Впору было окликнуть какого мужичка подобродушнее, из тех, что чесали потылицу да кряхтели «поди ж ты! гляди-ка!», и подвергнуть его допросу: что же произошло и куда подевался змей, после того, как проломил через город? И отчего никто не вспоминает больше блуждающий дворец? Стоит он или провалился? Где Рукосил? И как объяснить тот всеобщий разброд и безначалие, какое Золотинка наблюдала из своей норы?
Скоро Золотинка узнала это без всяких расспросов. Узнала и нечто такое, что повергло ее в смятение и заставило оставить убежище, не дожидаясь полного исцеления.
Сенной торг с его пыльным, просторным, как поле, майданом, на котором в обычные дни терялись и возы, и люди, может статься, нельзя было считать особенно бойким местом, но, верно, оно таковым числилось там, где ведут учет всем бойким, общественным местам. Потому после полудня явился на майдан глашатай — рослый детина с барабаном, который воздвигнул себя в пустыне в неколебимой уверенности, что был бы глашатай, а народ найдется, и хорошенько прошелся палочками по звонкой, тугой барабанной шкуре; потом, без удивления обнаружив вокруг себя кое-какой жиденький народец, взревел надсадным голосом:
— Великого государя и великого князя Слованского, Меженского, Тишпакского, Подольского, Амдоского, Полесского и иных земель обладателя Рукосила-Могута указ. А о чем, тому следуют статьи.
Несмотря на изрядное расстояние, которое отделяло Золотинку от понемногу густеющей толпы, рубленная речь глашатая различалась отчетливо. Возможно, этому способствовала открытая полость дупла, в которой витающие над пустошью слова путались, как в ловушке.
— Первое, — неспешно гвоздил бирюч. — В лето 771 от воплощения господа нашего Рода Вседержителя месяца зарева во второй день случилось в нашем Слованском государстве по попущению божию, что отдаленную нашу державу почтил своим посещением блюститель вселенной, краса морей и навершие гор, достославный змей Смок.

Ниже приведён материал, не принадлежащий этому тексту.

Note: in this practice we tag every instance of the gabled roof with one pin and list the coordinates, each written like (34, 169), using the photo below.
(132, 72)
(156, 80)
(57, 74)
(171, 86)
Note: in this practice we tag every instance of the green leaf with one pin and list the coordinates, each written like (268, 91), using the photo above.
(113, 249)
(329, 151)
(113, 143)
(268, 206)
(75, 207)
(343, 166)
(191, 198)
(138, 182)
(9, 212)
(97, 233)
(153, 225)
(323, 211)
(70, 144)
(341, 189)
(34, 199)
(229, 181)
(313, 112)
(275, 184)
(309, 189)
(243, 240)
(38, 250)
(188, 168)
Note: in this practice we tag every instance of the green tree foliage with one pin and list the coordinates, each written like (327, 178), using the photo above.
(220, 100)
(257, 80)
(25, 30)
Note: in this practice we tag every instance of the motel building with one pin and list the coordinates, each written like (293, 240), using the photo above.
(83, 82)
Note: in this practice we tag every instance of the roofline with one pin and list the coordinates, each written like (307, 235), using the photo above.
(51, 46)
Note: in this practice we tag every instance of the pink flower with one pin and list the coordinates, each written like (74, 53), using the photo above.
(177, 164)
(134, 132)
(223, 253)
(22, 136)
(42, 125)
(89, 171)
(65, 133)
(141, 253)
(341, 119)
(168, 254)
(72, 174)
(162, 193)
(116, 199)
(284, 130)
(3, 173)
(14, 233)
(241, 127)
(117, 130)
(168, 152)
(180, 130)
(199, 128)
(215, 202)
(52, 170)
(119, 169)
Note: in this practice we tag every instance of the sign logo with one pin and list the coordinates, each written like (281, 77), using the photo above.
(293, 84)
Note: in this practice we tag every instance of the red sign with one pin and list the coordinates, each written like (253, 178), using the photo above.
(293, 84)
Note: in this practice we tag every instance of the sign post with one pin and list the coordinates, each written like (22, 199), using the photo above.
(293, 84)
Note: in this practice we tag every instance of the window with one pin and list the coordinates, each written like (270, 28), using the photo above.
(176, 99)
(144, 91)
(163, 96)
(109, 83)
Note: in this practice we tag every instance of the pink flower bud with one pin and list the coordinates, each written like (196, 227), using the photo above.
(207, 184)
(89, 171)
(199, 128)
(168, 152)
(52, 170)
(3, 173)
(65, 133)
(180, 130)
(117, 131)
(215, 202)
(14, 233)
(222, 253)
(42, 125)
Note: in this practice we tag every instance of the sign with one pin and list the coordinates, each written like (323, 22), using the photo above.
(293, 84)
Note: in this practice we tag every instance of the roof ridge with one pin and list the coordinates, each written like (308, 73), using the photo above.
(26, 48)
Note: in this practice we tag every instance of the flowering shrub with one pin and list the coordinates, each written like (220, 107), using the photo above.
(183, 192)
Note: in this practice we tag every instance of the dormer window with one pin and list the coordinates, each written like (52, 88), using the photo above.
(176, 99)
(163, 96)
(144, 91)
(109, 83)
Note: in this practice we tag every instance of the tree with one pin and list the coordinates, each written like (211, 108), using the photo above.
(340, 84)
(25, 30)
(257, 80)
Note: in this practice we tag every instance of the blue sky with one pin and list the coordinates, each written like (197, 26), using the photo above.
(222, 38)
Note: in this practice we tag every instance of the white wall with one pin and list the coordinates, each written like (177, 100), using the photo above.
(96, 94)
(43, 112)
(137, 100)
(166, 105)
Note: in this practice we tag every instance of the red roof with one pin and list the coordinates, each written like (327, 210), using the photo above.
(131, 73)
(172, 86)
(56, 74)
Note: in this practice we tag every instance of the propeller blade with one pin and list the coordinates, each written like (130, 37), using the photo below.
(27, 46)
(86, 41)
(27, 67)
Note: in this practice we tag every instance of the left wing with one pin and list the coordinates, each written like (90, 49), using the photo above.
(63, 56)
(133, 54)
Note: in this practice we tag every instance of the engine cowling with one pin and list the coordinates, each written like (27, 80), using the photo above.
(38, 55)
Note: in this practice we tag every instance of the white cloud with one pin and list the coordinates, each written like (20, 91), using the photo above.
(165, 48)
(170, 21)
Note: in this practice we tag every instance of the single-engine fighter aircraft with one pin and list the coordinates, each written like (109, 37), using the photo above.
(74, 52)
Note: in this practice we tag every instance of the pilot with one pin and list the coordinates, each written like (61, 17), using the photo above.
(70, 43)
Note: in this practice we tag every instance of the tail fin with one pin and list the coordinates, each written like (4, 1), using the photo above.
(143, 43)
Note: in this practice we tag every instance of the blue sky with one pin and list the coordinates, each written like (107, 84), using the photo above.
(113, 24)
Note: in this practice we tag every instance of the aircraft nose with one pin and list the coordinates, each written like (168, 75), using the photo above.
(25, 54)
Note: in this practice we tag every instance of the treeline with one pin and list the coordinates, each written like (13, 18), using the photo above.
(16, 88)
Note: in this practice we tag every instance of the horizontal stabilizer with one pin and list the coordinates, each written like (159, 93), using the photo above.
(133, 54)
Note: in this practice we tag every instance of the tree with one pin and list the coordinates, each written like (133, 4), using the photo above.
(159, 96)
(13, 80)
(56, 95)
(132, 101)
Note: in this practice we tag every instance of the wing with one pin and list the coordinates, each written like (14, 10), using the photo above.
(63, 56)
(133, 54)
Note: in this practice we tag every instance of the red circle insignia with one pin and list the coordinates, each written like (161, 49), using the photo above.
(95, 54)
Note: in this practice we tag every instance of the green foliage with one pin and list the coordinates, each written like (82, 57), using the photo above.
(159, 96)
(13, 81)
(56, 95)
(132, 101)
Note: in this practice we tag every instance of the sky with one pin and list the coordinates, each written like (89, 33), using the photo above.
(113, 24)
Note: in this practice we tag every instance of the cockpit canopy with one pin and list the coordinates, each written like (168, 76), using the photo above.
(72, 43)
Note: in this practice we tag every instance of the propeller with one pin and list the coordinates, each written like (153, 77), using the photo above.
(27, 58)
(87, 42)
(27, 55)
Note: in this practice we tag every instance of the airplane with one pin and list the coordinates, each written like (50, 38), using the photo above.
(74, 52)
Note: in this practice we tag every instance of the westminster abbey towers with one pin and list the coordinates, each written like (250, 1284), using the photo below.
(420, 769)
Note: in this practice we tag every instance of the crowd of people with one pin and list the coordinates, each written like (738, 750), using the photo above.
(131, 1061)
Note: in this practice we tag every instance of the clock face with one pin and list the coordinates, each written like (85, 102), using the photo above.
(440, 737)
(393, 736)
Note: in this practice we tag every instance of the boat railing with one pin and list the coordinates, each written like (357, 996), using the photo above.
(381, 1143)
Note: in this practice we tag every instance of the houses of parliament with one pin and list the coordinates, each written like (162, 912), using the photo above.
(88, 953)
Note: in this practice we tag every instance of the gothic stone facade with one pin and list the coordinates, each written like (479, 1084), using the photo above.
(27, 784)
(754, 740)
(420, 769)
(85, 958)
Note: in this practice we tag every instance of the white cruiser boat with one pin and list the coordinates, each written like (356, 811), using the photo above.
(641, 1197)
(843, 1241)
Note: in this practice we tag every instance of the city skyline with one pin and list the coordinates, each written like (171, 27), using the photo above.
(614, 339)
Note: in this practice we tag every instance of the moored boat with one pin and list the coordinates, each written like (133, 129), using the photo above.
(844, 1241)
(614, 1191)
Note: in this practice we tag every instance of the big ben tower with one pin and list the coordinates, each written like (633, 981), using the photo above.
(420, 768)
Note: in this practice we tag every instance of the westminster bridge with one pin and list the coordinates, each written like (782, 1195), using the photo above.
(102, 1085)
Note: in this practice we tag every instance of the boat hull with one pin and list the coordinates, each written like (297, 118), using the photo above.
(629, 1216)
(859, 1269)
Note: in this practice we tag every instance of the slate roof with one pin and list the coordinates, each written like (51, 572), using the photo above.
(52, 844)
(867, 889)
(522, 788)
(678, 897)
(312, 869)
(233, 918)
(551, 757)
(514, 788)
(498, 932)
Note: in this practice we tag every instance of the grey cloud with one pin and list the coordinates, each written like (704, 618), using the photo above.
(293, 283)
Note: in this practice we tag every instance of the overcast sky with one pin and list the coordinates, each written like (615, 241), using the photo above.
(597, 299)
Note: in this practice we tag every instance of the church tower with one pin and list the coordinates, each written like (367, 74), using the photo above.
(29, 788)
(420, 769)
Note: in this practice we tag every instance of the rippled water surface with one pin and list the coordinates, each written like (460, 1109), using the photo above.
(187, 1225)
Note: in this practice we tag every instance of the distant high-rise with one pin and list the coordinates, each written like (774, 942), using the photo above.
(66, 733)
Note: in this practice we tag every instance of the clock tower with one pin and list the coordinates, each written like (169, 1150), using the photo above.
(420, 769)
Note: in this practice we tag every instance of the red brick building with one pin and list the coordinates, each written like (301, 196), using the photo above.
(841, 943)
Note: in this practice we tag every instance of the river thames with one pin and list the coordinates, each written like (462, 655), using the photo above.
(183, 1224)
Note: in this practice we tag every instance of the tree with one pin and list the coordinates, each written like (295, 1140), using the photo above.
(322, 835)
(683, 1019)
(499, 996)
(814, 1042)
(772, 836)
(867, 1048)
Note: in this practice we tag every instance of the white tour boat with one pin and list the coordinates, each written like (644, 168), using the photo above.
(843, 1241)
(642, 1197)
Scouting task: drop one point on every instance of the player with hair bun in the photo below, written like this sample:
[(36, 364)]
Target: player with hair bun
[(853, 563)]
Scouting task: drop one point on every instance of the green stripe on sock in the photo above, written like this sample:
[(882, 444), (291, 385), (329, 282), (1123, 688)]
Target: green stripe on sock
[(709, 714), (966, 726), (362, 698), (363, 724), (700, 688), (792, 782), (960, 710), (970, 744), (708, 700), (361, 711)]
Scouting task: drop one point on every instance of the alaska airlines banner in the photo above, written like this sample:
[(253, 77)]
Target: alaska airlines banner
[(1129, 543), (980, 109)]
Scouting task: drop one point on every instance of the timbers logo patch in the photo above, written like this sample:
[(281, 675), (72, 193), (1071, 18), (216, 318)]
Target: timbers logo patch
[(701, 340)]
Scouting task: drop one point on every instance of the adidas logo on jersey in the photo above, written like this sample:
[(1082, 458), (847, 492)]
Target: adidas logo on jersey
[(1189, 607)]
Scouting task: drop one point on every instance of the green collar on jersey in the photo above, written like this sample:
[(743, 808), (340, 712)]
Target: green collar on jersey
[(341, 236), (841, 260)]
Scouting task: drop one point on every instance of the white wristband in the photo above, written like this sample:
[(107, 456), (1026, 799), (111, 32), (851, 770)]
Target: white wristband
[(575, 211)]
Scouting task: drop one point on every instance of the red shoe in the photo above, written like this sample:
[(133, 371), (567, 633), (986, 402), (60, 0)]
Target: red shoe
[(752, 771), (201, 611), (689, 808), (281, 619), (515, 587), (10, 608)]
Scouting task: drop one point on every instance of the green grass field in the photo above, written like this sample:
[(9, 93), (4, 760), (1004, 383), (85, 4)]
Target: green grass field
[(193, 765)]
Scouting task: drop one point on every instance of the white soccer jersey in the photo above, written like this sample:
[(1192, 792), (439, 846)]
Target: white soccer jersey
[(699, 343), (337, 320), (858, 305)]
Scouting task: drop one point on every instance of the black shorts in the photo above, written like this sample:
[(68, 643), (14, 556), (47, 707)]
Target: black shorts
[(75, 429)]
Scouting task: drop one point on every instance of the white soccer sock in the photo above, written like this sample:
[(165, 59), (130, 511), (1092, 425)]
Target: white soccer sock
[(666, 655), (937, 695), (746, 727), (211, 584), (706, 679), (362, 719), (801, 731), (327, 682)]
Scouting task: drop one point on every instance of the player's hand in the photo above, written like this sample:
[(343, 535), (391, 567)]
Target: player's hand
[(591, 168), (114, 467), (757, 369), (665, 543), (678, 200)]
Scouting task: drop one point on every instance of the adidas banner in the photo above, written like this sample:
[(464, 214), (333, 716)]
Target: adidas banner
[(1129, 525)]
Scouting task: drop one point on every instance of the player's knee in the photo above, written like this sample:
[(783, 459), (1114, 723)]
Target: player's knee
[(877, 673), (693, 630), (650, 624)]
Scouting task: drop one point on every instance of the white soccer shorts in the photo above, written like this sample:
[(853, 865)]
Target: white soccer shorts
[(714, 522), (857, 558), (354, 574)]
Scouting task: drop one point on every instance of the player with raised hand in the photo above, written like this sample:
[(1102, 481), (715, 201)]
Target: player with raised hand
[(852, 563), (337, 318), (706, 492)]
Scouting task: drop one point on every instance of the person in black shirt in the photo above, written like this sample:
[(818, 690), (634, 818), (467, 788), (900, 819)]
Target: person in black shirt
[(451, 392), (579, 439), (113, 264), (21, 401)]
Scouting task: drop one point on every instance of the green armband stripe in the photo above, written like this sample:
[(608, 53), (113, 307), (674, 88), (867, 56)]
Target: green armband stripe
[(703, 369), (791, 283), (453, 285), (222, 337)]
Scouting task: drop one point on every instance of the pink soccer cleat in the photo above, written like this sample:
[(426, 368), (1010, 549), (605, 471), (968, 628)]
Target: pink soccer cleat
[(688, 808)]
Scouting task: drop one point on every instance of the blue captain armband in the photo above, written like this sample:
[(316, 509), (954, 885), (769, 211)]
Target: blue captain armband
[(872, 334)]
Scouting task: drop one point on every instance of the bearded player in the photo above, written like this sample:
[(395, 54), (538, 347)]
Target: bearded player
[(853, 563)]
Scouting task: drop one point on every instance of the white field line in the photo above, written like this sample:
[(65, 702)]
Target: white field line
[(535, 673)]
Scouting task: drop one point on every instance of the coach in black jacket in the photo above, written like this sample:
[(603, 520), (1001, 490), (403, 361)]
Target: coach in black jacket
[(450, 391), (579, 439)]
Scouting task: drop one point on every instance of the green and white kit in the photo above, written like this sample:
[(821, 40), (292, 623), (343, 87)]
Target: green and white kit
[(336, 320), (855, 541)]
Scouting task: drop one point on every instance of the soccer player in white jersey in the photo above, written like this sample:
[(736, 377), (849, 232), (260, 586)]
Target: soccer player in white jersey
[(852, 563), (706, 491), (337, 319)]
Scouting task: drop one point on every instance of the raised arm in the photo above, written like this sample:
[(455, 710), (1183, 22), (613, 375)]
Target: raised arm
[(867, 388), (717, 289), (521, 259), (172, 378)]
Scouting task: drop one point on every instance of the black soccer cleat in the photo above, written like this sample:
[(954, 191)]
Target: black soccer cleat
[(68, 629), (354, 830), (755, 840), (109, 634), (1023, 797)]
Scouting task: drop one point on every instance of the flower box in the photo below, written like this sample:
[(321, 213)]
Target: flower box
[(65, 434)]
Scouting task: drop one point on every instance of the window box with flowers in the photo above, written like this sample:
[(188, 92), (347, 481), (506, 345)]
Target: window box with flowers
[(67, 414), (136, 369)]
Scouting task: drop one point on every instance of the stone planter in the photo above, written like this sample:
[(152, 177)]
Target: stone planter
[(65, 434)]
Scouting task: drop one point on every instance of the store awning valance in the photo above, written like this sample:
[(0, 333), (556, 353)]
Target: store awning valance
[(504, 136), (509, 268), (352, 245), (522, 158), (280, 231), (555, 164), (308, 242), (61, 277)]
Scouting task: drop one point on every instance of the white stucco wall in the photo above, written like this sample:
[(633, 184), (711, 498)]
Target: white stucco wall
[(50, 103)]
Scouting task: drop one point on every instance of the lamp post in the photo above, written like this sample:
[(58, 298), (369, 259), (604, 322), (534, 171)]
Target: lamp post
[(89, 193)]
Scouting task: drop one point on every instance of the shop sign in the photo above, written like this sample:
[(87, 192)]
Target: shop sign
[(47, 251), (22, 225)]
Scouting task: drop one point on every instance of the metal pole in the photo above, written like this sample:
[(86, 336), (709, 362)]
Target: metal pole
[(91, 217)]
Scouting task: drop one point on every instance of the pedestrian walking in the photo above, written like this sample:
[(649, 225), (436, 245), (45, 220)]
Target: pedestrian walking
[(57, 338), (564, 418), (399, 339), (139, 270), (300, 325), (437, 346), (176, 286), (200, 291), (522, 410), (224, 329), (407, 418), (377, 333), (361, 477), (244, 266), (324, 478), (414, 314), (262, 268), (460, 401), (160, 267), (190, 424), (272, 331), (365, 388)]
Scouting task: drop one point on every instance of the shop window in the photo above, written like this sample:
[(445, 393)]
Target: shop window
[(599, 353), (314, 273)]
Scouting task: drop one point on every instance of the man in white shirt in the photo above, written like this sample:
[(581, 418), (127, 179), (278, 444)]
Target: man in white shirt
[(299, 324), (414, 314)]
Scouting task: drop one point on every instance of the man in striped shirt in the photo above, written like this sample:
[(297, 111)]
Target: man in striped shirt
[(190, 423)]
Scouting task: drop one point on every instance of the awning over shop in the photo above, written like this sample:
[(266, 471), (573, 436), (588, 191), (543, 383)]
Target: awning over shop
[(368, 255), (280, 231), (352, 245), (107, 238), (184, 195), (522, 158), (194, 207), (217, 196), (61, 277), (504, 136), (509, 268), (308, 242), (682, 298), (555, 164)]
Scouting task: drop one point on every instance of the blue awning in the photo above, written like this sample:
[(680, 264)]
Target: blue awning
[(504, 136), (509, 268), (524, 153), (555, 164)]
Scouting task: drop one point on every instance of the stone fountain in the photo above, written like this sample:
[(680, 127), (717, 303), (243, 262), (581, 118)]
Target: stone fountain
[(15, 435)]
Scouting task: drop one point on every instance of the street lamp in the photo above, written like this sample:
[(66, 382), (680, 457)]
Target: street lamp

Второе. И оный вышереченный змей и доныне в наших скудных краях назначить себе местопребывание изволил. За что мы, великий государь, дорогого гостя нижайше благодарим; надеемся и впредь пользоваться благорасположением Красы Морей и Навершия Гор в наших низменных, лишенных удобств местах.
Третье. И мы, великий государь, повелеваем всему народу нашему от мала до велика принять оную радость со смирением.
Четвертое. И пусть всякий усердный подданный, кто ревнует о благе нашего государства, принесет часть от достатков своих к нынешнему обиталищу змея на правом берегу Белой у деревни Борзна под Толпенем и возложит сию добровольную лепту к стопам дорогого гостя с душевным умилением и с трепетом. И будет дорогой гость возжелает вкусить от приношений сих, а сверх того приветит и дарителя, и мы, великий государь, оного дарителя, доброго подданного нашего или вдову его и детей велим до скончания дней освободить от наших государственных податей и повинностей.